Author Topic: Imaginary 64-bit 680x0 (Read 5178 times)

Karlos · « **Reply #14 on:** March 19, 2022, 12:54:05 PM »

Quote

Even lazy flag calculation in an interpreter would be a win, I did that when I wrote an interpreter in 6502 assembler

For an emulator yes. For an interpreter? Why? Unless you intend to support arithmetic overflow and other special cases, I can't think of a single reason to implement it. If you want to take a branch because an operand is zero, not zero or bigger than some other operand, comparing them directly means you don't have to evaluate the side effects of any operation.

trekiej · « **Reply #15 on:** March 21, 2022, 03:01:19 AM »

Are there many 64 bit processor that are programmed in a FPGA?

Karlos · « **Reply #16 on:** March 21, 2022, 10:33:00 AM »

Quote from: trekiej on March 21, 2022, 03:01:19 AM

Are there many 64 bit processor that are programmed in a FPGA?

I don't know. This project is probably unsuited to an FPGA implementation for the moment (it's not "hardware" enough), although having seen an FPGA that was built to just run E1M1 of Doom, I'm less sure of that.
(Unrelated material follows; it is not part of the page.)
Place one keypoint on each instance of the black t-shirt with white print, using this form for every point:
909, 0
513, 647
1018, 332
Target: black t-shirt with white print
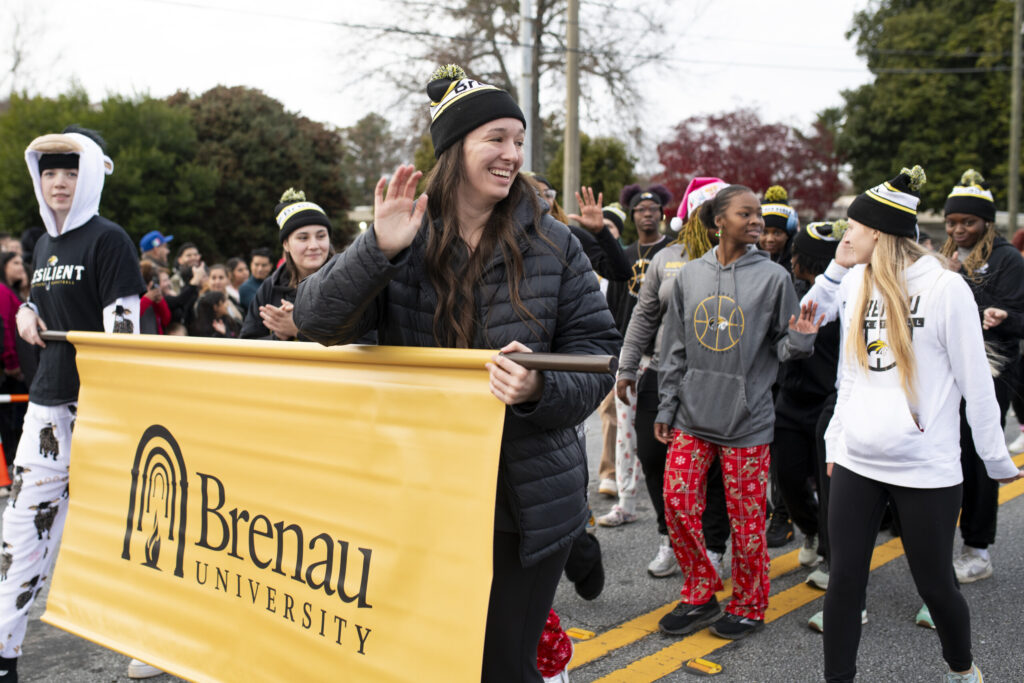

For real 64 bit processors, with the exception of the Dec Alpha and a few other very early 64 bit processors, I imagine the biggest reason not to have FPGA implementations would be that they're all still in mainstream use.

psxphill · « **Reply #17 on:** March 24, 2022, 09:02:01 AM »

Quote from: Karlos on March 21, 2022, 10:33:00 AM

I imagine the biggest reason not to have FPGA implementations would be that they're all still in mainstream use.

I think it comes down to cost of the FPGA. Something like the DE10 Nano is pushing it running a 486 PC. Apollo isn't particularly better.

If you simplify your CPU then sure you could do a 256 bit one in an FPGA, but it wouldn't necessarily be able to do anything worthwhile.

Similar to how the TI99/4 had a 16 bit CPU but was so crippled that it was outperformed by machines with 8 bit CPU's

Karlos · « **Reply #18 on:** March 24, 2022, 07:52:30 PM »

The benefit of writing a software CPU (and I use the term in the loosest possible sense as it's missing critical features any self respecting emulation of a CPU has) is that you can do whatever you want. I did once think about a VM design that was entirely vector based except for a set of address registers (including stacks and PC). In order to do scalar operations. In order to control which elements of each vector were affected you set a mask. It was an interesting thought experiment but I never took it much further. It would be a pain to program for.

Karlos · « **Reply #19 on:** April 17, 2022, 05:20:58 PM »

I got bored with the basic virtual framebuffer and added a tiny interpreter to that as well at the point where pixels are converted to the XImage / GL Texture that's displayed. This copies the basic idea of the Amiga's Copper and executes instructions on specific "beam" coordinates. These instructions can modify palette entries and the basic X/Y viewport offsets. They can also modify the script itself for maximum horror.

The middle section of the display is scrolled here by using these hacks...
https://youtu.be/OgThodWAVOk

Waccoon · « **Reply #20 on:** April 19, 2022, 06:35:41 AM »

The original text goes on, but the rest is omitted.